TDG Limited
- Type: Private
- Industry: Supply chain management Logistics
- Founded: 1922
- Defunct: March 2011
- Headquarters: London, England, United Kingdom
- Key people: Mike Branigan, CEO
- Revenue: £662.1 million (2009)
- Number of employees: 6,500 (2009)
- Parent: Norbert Dentressangle then XPO, Inc.
- Website: xpo.com

= TDG Limited =

TDG Limited was a goods transportation, distribution, warehousing and supply chain management company based in England with offices also in Ireland, Belgium, the Netherlands, Spain, Hungary and Germany.

==History==
The company was formed in 1922 as The General Lighterage Co Ltd. It was first listed on the London Stock Exchange in 1950, and changed its name to Transport Development Group in 1957. It started to expand into Europe in 1963, and acquired Van Straaten in the Netherlands in August 1999. The name changed to TDG plc in 2000.

The company acquired IWT Holdings, an Irish logistics business, in August 2001, Mond & Cie, a Belgian logistics business, in March 2006 and Doman S.A., a Spanish logistics business, in February 2007. In July 2008, TDG was taken private by the Laxey Investment Trust (later renamed Douglas Bay Capital) through Laxey Logistics and was subsequently removed from London Stock Exchange.

On 26 November 2010, Norbert Dentressangle reached an agreement to buy Laxey Logistics Ltd (which owns 100% of TDG Ltd and all its subsidiaries) from Douglas Bay Capital.
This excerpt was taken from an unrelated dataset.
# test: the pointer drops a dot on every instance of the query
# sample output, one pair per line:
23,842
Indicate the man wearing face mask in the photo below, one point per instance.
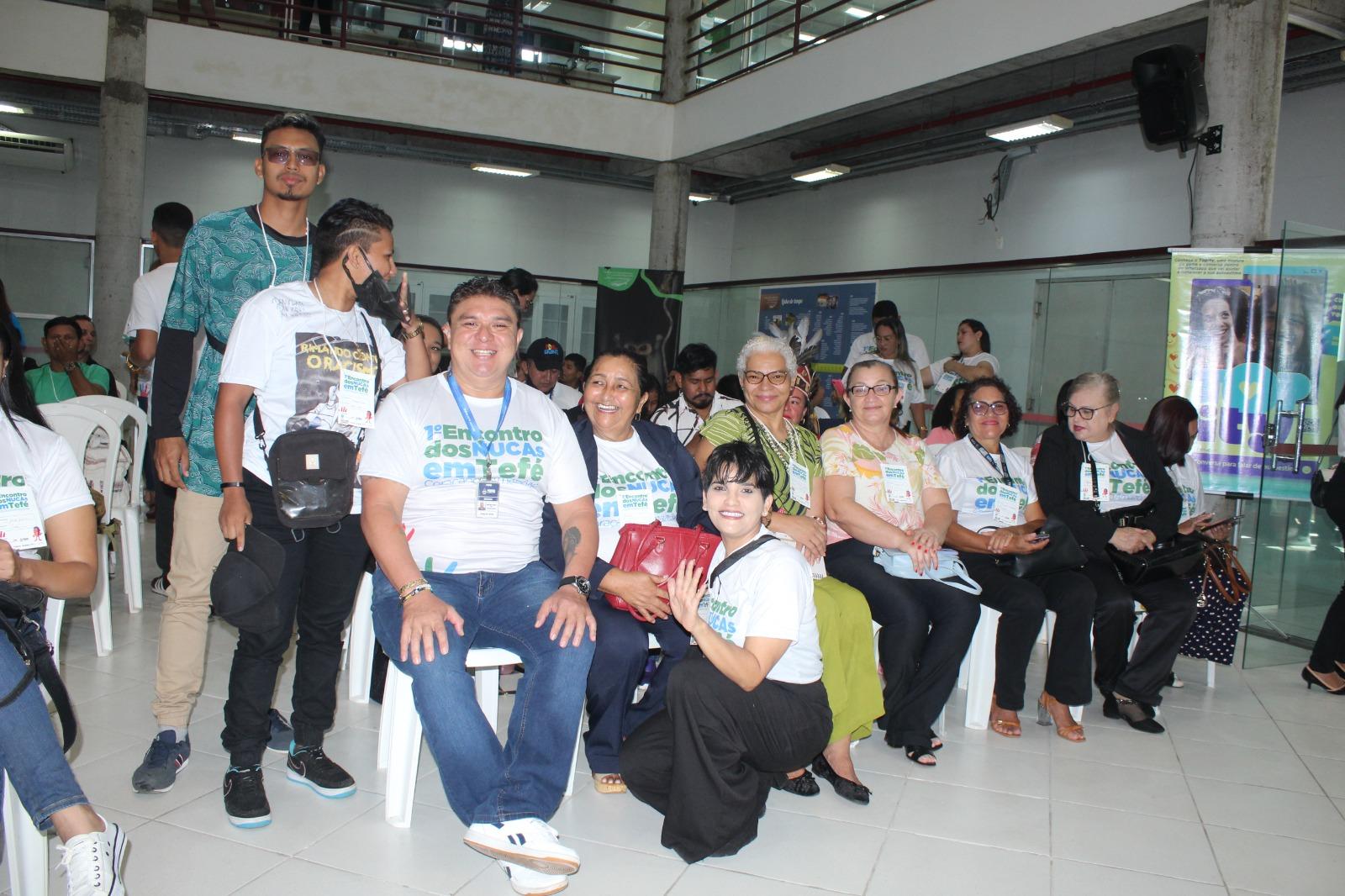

The transaction was completed on 29 March 2011, following approval from the European Commission. TDG Limited became a subsidiary of XPO, Inc. after Norbert Dentressangle was acquired by XPO, Inc. in 2015.

==Activities==
The company is organised into four sectors; Transport and Distribution, Warehousing and Storage, International Services and Support Services and offers the following services:

- Logistics warehousing and shared user warehousing
- Transport logistics, hazardous goods transport, bulk and packed chemical transport
- Distribution logistics, 3PL, High-Cube transport network
- Flexible end to end supply chain management
- Bulk chemical storage and hazardous goods warehousing
- Temperature controlled warehousing and distribution
- International freight forwarding by air, sea or road
- 4PL services that maximise efficiency and reduce costs
- Customs brokerage services
- Value added services including: tank cleaning, drumming, blending, mixing, contract packing and IBC cleaning and management.